Lwt_condition.broadcast causes all the resolvers in the condition’s reader queue to be called. This has the effect of resolving all the promises reading on the condition. At this point all the resolvers are used up so they are removed from the queue. If the queue is empty then the value passed to broadcast is discarded.

If it is important that every packet is handled sequentially then you will need to take extra care to prevent packets from being discarded: either delaying writes (but then you are kind of using it as an mvar) or having a buffer of signaled/boradcasted value (but then you are using it as a stream).

A condition is appropriate for synchronisation that is ok to miss (e.g., once in a while it’s fine if you miss a UI update for, say, a progress bar and you jump directly from 17% to 19% completion), A condition is also a great choice if you can process signaled/broadcasted data concurrently (if the packet order doesn’t matter): in that case it’s easy to ensure you always have a reader waiting on the condition because you can register a new one as the first step of the processing:

let rec r c f =
  let* v = Lwt_condition.wait c in
  let rr = r c f in
  Lwt.dont_wait (f v) (fun exc -> …);

Lwt_stream: a dangerous swiss-army knife

The Lwt_stream module is difficult to describe in one sentence because there are multiple ways to use an Lwt_stream.
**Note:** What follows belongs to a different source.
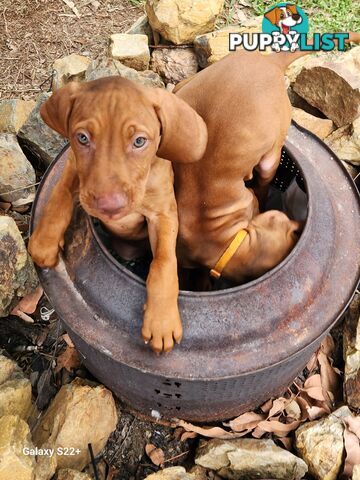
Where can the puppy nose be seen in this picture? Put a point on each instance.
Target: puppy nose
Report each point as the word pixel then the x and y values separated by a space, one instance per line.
pixel 111 203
The different ways are all ok, but mixing them is very error prone. It’s a swiss-army knife and you don’t want to open several of the sharp tools at the same time.
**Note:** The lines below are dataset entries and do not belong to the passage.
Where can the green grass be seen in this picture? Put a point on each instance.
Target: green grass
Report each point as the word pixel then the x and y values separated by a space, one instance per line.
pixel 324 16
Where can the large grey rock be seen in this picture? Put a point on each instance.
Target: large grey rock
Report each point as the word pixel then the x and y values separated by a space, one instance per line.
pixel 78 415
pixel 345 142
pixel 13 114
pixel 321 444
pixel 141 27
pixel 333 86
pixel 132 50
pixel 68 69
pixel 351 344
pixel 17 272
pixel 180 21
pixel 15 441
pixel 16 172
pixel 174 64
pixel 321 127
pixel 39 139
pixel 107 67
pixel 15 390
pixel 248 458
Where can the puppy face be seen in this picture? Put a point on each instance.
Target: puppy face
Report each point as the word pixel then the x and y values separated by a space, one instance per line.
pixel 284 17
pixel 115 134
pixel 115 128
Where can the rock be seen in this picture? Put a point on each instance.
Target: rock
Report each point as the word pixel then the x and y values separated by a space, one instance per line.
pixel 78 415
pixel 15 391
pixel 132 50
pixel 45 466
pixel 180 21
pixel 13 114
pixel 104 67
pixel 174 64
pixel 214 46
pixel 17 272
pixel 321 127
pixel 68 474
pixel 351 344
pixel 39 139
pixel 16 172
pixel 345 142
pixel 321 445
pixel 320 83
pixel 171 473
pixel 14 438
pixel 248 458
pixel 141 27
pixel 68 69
A stream is a data-structure you can push and take values from. Pushing is never blocking because there is an internal buffer (it is stateful). This buffer is unbounded so be careful with the rate of writes and reads.

Streams as a buffer

If you use create, the push function returned by create, and get, next, or the like, the stream behaves like a buffer. Calling get when the stream’s internal buffer is empty returns a pending promise. If you call the push function, it first checks if there are any pending readers to wake the oldest one, otherwise it places the value in the internal buffer.

You can even distribute the push function to multiple writing loops and call the get function from multiple reading loops: each value pushed to the stream is gotten (getted) exactly once by one reader.
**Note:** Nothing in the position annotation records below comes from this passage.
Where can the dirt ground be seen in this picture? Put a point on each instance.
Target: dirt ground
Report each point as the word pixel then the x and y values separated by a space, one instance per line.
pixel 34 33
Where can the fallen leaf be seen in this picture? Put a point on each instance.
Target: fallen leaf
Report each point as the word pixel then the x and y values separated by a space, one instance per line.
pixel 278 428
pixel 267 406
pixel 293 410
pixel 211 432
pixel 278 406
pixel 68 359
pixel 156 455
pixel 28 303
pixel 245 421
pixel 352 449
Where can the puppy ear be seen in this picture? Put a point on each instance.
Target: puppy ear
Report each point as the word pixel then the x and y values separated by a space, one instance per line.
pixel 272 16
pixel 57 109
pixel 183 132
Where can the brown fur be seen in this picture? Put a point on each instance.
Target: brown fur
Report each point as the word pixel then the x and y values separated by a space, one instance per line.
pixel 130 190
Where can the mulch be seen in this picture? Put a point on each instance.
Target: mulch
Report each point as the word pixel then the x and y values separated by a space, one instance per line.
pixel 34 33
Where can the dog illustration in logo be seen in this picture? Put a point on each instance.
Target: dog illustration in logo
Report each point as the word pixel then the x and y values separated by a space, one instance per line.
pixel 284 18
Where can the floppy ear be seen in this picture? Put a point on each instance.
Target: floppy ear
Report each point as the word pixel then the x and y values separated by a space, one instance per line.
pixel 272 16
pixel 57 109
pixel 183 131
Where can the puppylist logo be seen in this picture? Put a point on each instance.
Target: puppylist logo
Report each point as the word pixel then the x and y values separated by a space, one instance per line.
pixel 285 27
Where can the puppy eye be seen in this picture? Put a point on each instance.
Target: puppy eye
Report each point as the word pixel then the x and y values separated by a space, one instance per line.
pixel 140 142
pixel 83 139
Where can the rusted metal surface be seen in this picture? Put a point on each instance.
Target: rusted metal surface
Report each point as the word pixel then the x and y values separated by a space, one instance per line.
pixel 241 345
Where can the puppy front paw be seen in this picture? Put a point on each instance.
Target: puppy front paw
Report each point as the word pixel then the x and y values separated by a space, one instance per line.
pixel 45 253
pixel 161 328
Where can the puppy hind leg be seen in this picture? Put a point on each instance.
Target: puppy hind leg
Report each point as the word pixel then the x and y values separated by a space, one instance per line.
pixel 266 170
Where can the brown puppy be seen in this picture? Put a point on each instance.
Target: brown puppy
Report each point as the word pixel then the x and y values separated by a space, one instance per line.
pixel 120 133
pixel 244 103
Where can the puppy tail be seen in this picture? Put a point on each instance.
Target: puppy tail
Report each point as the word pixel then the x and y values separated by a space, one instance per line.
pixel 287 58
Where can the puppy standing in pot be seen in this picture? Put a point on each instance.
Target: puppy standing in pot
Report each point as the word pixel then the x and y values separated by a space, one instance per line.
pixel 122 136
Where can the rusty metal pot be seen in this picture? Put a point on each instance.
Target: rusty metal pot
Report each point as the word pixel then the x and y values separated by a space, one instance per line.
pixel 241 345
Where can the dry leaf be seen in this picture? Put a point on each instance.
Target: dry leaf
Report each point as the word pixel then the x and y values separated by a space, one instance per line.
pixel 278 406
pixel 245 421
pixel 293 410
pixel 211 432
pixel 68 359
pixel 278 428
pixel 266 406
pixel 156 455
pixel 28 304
One value in, one value out, simple as.

Streams for multiplexing

If you use map, filter, fold, iter or any of the other traversors, in any of their variation (plain, _s, _p), then the stream still includes a buffer (to avoid losing packets), but each of the value pushed to the stream is passed to all the traversors that have been called. Each value is also passed on to one (1) of the get/junk if any are registered.

let s, push = Lwt_stream.create ()
let s1 = Lwt_stream.(iter print_endline (map capitalize_ascii s))
let s2 = Lwt_stream.(iter print_endline (map uncapitalize_ascii s))
let () = push "This" (* causes two prints to happen *)
let reading = let* v = Lwt_stream.next s in print_endline v; Lwt.return ()
let () = push "that" (* causes three prints to happen and v to be resolved *)

Mixing is dangerous

As pointed out above, you can get values passed onto different readers concurrently if you use your stream with a mix of functions. I’d recommend to: create, use a few transformers (like some maps and filters), and then attach one reader at the very end of that processing pipeline. Avoid using using get/next/etc. on the intermediate streams.

Similarly, avoid attaching a traversor on the reading end of your processing pipeline. (Typical use-case: attaching an iter with a logging/printf-debugging function.) This will drain the buffer and your reading loop might start missing messages. Basically

(* avoid *)
Lwt_stream.iter (fun x -> …) s

(* prefer *)
let s_dup_for_logging = Lwt_stream.map Fun.id s
Lwt_stream.iter (fun x -> …) s_dup_for_logging
let s_dup_for_consuming = Lwt_stream.map Fun.id s
(* and pass s_dup_for_consuming to your consumer *)


Depending on your application, one of these might be appropriate.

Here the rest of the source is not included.